Object-Oriented Decomposition of World Model in Reinforcement Learning

Authors

Panov A. Ugadyarov L.

Annotation

Object-oriented models are expected to have better generalization abilities and operate on a more compact state representation. Recent studies have shown that using pre-trained object-centric representation learning models for state factorization in model-free algorithms improves the efficiency of policy learning. Approaches using object-factored world models to predict the environment dynamics have also shown their effectiveness in object-based grid-world environments. Following those works, we propose a novel object-oriented model-based value-based reinforcement learning algorithm Object Oriented Q-network (OOQN) employing an object-oriented decomposition of the world and state-value models.

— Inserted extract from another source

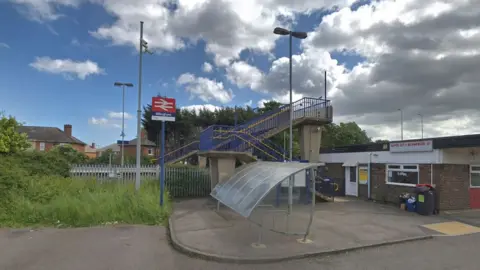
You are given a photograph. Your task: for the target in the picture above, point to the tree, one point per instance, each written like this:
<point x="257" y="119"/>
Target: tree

The results of the experiments demonstrate that the developed algorithm outperforms state-of-the-art model-free policy gradient algorithms and model-based value-based algorithm with a monolithic world model in tasks where individual dynamics of the objects is similar.

External links

Download PDF at the IJCAI 2023 workshop website: https://nsa-wksp.github.io/assets/papers/Object-Oriented%20Decomposition%20of%20World%20Model%20in%20Reinforcement%20Learning.pdf

Reference link

Leonid Ugadiarov, Aleksandr Panov. Object-Oriented Decomposition of World Model in Reinforcement Learning // NSA: Neuro-Symbolic Agents Workshop. Thirty-Second International Joint Conference on Artificial Intelligence (IJCAI 2023). (Macao, S.A.R., 19–25 August 2023).